The pioneering conceptual artist, Lawrence Weiner, has died at the age of 79. Born in the Bronx in 1942, Weiner received no formal training as an artist. He dropped out of high school and spent much of his teenage years hitchhiking around America. After arriving in California in the late 1960s, he came into contact with the Bay Area school of avant-garde artists. In 1968, he issued his ‘Declaration of Intent’, a manifesto comprised of three short, apparently contradictory statements: ‘(1) The artist may construct the piece. (2) The piece may be fabricated. (3) The piece may not be built’. Alongside Sol LeWitt’s ‘Paragraphs on Conceptual Art’ (1967), this has come to be seen as a foundational text in the history of Conceptualism. Also in 1968, Weiner created A 36″ X 36″ REMOVAL TO THE LATHING OR SUPPORT WALL OF PLASTER OR WALLBOARD FROM A WALL – an artwork comprised of a series of instructions to the exhibiting gallery, which was included in Harald Szeemann’s seminal exhibition, ‘When Attitudes Become Form’, at the Kunsthalle Bern in 1969. Weiner exhibited at major institutions internationally throughout his long career, including three times at both Documenta and the Venice Biennale.

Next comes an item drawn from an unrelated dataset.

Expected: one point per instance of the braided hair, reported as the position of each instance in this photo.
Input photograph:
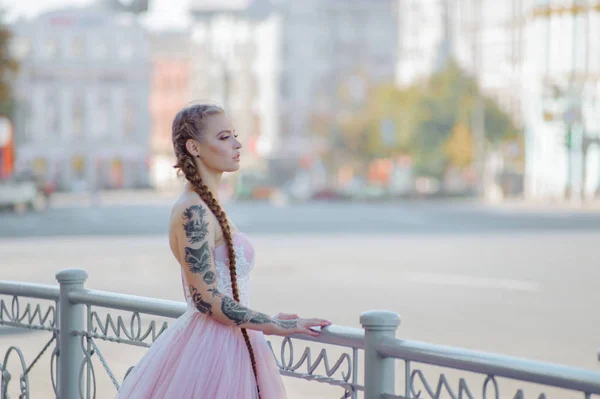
(189, 123)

On Tuesday, the Metropolitan Museum of Art announced that it has received a gift of $125m to rebuild its wing for modern and contemporary art. The donation, which is the largest capital gift in its history – is from its longtime trustee Oscar L. Tang and his wife, Agnes Hsu-Tang. The wing will be named after the couple for at least 50 years. Its planned renovation was first announced by the museum in 2014, but was put on hold as the projected costs spiralled.

The American fashion designer Virgil Abloh has died at the age of 41. Through his work with the Off-White fashion house he founded in 2012 and as artistic director of menswear for Louis Vuitton since 2018, Abloh is credited with transforming the industry’s ideas of what high fashion could look like, bringing sports- and streetwear designs to the catwalk. Abloh was also a frequent collaborator with artists – in particular the Japanese artist Takashi Murakami – while his work has been displayed at arts institutions including the Brooklyn Museum and the Museum of Contemporary Art, Chicago.

The Belfast-based activist group Array Collective won this year’s Turner prize at a ceremony in Coventry Cathedral on Wednesday evening. The first artists from Northern Ireland ever to win the Turner prize, the 11-strong group were awarded the £25,000 prize money for their installation The Druithaib’s Ball, a recreation of an illicit pub, or sibin, decked out with gloss-red wooden panelling, wall-mounted TV and banners supporting issues such as reproductive rights and protesting against conversion therapy. Alex Farquharson, director of Tate Britain, said they ‘bring a sense of release and a post-sectarian way of thinking’ to their work. The group was selected from a shortlist made up entirely of collectives.